マルチタスクとプロセスとスレッド

対象プロダクト:Windows全般
カテゴリー:アーキテクチャ

Windows 95 が Windows 3.1 から進化したもっとも大きな点の1つはマルチタスク機能の実装です。

Windows 3.1 のプロセス

Windows 3.1 では1プロセス1タスク(つまりプロセスとタスクは同義と言えます)のため、複数のアプリケーションが実行されている場合、あるプロセスのタスクが終了するまで、他のプロセスは待たなければなりませんでした。
例えばあるプロセスがファイルをコピーしている場合、コピーが完了するまで他のプロセスは一切の処理が行えませんでした。
これは大きなファイルのコピーを実施した場合、長時間砂時計ポインタの状態で待たされる事を意味します。

Windows 95 以降のプロセス

Windows 95 以降の Windows では1つのプロセスを1つ以上のスレッドの集まりとして実装しました。
そして各プロセスの実行はスケジューラにより、優先度とタイムスライスによって適切に制御されます。
Windows 95 にとってはプロセスは1つのアドレス空間に過ぎません。

Windows 9x のスケジューラ

スレッドを制御するスケジューラは優先度とタイムスライスに従ってスレッドを処理しますが、スレッドの優先度を算出するプライマリスケジューラと、タイムスライスの割り当てを算出するタイムスライススケジューラの2つがあります。
プライマリスケジューラは各スレッドの実行優先度(0~31まで)を算出し、一番高い優先度のスレッド以外をサスペンドします。
そしてタイムスライススケジューラが、この優先度と仮想マシン(VM)の状態からそれぞれのスレッドに割り当てるべきタイムスライスの割合を算出します。
そしてスレッドが実行されます。
※プライマリスケジューラは20ミリ秒に1回スレッドの優先度の再評価を実施します。
※16bit アプリケーションは Windows 95 のシステム仮想マシン内の1つのプロセス空間の中で、シングルスレッドで動作します。
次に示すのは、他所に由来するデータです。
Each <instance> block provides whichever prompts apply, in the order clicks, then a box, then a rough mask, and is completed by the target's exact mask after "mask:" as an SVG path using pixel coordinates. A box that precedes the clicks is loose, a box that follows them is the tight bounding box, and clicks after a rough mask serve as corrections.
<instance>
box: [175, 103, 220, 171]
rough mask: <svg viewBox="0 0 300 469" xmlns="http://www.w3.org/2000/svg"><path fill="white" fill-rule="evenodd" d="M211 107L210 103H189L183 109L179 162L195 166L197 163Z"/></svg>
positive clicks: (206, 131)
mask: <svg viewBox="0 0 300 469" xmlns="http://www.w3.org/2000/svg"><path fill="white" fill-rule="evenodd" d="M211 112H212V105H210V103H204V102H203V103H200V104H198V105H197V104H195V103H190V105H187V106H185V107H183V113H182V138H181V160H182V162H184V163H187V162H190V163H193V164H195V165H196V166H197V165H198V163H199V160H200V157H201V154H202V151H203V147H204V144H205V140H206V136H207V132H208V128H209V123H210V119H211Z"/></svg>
なお、同じ優先度のスレッドが複数存在する場合は、それらの複数のスレッドが次のタイムスライスに平等に分け与えられ、ラウンドロビン方式で実行されます。

またスケジューラは効率良くスレッドにプロセッサ時間を割り当てる為に以下の手法を使用しています。

  • 動的な優先度の引き上げ
  • プライマリスケジューラはキーやマウスボタンのクリックなど、必要に応じてスレッドの優先度を一時的に上昇させます。
  • 時限減少機能
  • 上昇させたスレッドの値を通常の値まで徐々に戻します。
  • 優先度の継承
  • 優先度の高いスレッドが有している排他的リソースを優先度の低いスレッドが使用している場合、その優先度が一時的に入れ替えられます。 そしてその処理が終わると継承した優先度を元の値に戻します。